Question

Silver crystallises in FCC structure. If the density of silver is $10.51g.c{{m}^{-3}}$. Calculate the volume of the unit cell. Atomic mass of silver (Ag) = $108 g{{m}^{-1}}$.

Answer 1

Hint: FCC is face centred cubic unit cell. It contains four atoms per unit cell and has a coordination number of 12. To calculate the volume of unit cell we will use the formula:
\[Volume\text{ }of\text{ }unit\text{ }cell=\frac{mass\text{ }of\text{ }unit\text{ }cell}{density\text{ }of\text{ }silver}\]
Formula used: \[Volume\text{ }of\text{ }unit\text{ }cell=\frac{mass\text{ }of\text{ }unit\text{ }cell}{density\text{ }of\text{ }silver}\]

Complete step by step answer:
- We are being provided with a density of Ag= $10.51 g.c{{m}^{-3}}$, and atomic mass of silver (Ag) = $108 g{{m}^{-1}}$.
- We have to find the volume of the unit cell, for which we will first calculate the mass of one atom of silver. We can use the following formula for this:
\[\frac{molar\text{ }mass\text{ }of\text{ }silver}{{{N}_{A}}}\]
${{N}_{A}}=6.022\times {{10}^{23}}$; ${{N}_{A}}$is the Avogadro number, value of${{N}_{A}}=6.022\times {{10}^{23}}$
\[\begin{align}
  & =\frac{108}{6.022\times {{10}^{23}}} \\
 & =17.93\times {{10}^{-23}} \\
\end{align}\]
- Now, we will find the mass of unit cell of silver = Atoms in unit cell x mass of one atom
So, by putting values in this formula we get,
\[\begin{align}
  & =4\times 17.93\times {{10}^{-23}} \\
 & =71.72\times {{10}^{-23}} \\
\end{align}\]
- So, as we know the value of mass of unit cell and the density of silver, we can calculate the volume of unit cell.
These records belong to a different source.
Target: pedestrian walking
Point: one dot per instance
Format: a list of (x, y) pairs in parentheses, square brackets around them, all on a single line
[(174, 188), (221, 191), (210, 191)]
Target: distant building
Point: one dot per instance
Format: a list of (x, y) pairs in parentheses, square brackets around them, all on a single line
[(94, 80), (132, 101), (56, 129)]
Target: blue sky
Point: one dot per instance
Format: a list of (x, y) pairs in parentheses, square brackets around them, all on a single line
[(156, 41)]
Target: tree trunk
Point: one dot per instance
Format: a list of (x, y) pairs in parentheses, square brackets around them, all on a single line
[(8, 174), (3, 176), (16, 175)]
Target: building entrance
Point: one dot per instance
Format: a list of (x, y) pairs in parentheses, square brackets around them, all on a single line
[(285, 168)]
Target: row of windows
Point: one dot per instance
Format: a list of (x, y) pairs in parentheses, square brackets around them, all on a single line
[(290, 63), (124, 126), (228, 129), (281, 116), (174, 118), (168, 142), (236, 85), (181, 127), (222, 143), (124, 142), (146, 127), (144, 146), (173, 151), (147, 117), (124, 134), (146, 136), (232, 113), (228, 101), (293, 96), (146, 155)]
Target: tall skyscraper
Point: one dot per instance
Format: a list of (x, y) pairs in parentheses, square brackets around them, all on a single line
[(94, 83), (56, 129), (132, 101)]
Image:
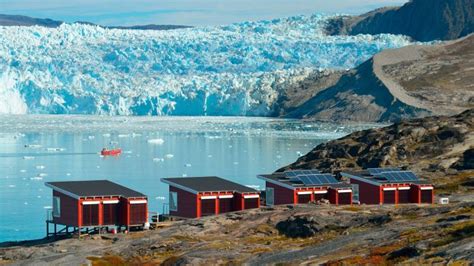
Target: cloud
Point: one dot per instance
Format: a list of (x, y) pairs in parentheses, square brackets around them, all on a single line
[(188, 12)]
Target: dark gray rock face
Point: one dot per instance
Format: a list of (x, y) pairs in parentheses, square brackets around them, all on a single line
[(423, 20), (358, 96), (17, 20), (298, 227)]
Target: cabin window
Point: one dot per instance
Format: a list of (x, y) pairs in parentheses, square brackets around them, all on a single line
[(173, 201), (56, 207), (355, 192)]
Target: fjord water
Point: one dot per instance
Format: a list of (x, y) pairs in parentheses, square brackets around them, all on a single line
[(60, 148)]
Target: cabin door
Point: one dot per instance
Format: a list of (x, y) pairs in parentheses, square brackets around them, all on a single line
[(110, 213), (426, 196), (344, 198), (389, 197), (404, 196), (208, 207), (225, 205), (269, 196), (355, 192), (90, 215), (138, 213)]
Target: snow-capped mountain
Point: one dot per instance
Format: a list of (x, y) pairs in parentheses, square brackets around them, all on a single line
[(238, 69)]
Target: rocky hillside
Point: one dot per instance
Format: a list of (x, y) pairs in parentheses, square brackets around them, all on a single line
[(438, 148), (429, 145), (17, 20), (412, 81), (307, 234), (423, 20)]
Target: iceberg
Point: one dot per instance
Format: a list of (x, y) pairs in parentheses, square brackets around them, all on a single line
[(239, 69)]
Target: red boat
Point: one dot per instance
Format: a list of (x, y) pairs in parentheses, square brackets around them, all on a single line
[(113, 152)]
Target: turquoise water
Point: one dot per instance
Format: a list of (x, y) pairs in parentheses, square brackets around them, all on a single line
[(62, 148)]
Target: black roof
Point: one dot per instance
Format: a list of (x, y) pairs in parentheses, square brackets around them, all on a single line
[(280, 177), (378, 179), (98, 188), (208, 184)]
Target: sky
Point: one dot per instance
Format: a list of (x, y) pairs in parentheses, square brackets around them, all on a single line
[(182, 12)]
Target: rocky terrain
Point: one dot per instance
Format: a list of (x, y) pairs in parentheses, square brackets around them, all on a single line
[(423, 20), (413, 81), (438, 144), (437, 148), (17, 20), (304, 234)]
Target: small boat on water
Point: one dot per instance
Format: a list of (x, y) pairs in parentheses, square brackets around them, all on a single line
[(113, 152)]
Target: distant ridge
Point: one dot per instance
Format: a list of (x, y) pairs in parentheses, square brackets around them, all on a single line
[(423, 20), (18, 20)]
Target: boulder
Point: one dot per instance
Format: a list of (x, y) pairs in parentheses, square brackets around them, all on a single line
[(297, 226)]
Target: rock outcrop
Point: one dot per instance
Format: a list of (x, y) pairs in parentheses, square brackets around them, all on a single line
[(413, 81), (423, 20), (427, 144), (18, 20)]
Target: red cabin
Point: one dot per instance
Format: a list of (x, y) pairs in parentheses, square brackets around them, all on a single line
[(96, 203), (194, 197), (390, 186), (303, 186)]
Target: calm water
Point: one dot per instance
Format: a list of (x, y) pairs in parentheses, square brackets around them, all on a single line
[(62, 148)]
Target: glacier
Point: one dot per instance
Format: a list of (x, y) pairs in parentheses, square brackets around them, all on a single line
[(231, 70)]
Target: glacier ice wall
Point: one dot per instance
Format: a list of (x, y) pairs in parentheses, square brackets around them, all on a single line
[(238, 69)]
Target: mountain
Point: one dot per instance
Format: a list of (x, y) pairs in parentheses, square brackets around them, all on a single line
[(434, 145), (17, 20), (412, 81), (423, 20)]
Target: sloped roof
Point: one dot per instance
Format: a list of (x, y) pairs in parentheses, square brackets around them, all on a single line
[(207, 184), (94, 188)]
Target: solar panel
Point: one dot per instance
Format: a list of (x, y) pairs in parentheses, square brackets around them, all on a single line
[(317, 179), (293, 173), (399, 176), (375, 171)]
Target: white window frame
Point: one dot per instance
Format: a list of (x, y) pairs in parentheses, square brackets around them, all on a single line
[(355, 192), (267, 201), (173, 195), (56, 206)]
As , \[Density=\frac{mass\text{ }of\text{ }unit\text{ }cell}{volume\text{ }of\text{ }unit\text{ }cell}\]
We can use the formula: \[Volume\text{ }of\text{ }unit\text{ }cell=\frac{mass\text{ }of\text{ }unit\text{ }cell}{density\text{ }of\text{ }silver}\]
By putting the values in this formula we get:
\[\begin{align}
  & Volume\text{ }of\text{ }unit\text{ }cell={{\frac{71.72\times 10}{10.51}}^{-23}} \\
 & = 68.24\times {{10}^{-23}}c{{m}^{3}} \\
\end{align}\]
Hence, we can conclude that the volume of the unit cell is $68.24\times {{10}^{-23}}c{{m}^{3}}$.
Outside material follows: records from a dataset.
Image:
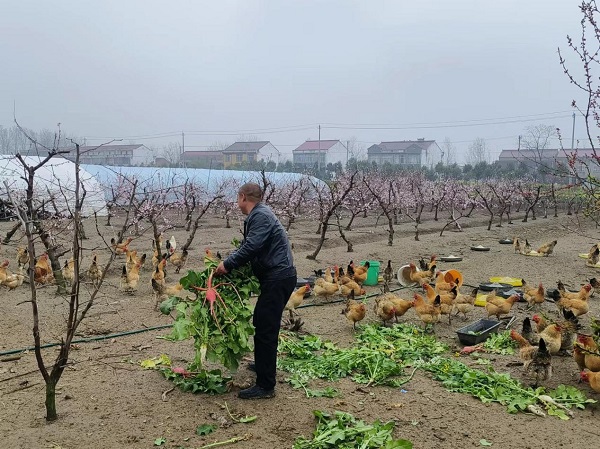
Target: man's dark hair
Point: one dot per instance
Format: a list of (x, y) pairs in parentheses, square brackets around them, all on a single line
[(252, 191)]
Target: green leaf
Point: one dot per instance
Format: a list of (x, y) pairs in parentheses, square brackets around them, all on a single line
[(247, 419), (205, 429)]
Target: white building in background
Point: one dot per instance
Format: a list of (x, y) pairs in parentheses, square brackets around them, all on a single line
[(115, 155), (328, 151), (407, 153)]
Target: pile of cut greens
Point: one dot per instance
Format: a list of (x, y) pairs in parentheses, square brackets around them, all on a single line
[(223, 338), (344, 431), (379, 356)]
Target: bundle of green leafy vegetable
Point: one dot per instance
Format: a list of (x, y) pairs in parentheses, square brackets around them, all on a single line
[(344, 431)]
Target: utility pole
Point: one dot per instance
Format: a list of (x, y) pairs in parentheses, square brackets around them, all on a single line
[(182, 157), (573, 134), (319, 152)]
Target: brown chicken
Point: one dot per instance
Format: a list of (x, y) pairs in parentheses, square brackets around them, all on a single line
[(4, 271), (388, 273), (553, 338), (528, 333), (120, 249), (401, 306), (421, 277), (500, 306), (296, 299), (159, 271), (589, 348), (68, 271), (325, 289), (441, 284), (384, 309), (577, 306), (465, 303), (178, 260), (593, 255), (13, 281), (536, 358), (547, 248), (427, 313), (22, 256), (130, 278), (353, 287), (584, 292), (94, 271), (593, 379), (540, 323), (355, 311), (534, 296), (43, 271)]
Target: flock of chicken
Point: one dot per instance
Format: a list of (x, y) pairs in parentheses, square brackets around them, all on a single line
[(441, 296)]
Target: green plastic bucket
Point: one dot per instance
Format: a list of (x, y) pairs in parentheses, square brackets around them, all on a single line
[(372, 273)]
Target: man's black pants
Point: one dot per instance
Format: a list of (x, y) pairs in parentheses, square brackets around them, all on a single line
[(267, 322)]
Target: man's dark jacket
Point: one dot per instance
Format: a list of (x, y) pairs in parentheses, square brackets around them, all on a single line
[(265, 246)]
Note: We must not forget to write the unit after solving any question. We must not get confused in terms of FCC and BCC. FCC is face centred cubic unit cell, it contains four atoms per unit cell. Whereas, BCC is a body centred unit cell, it contains 2 atoms per unit cell.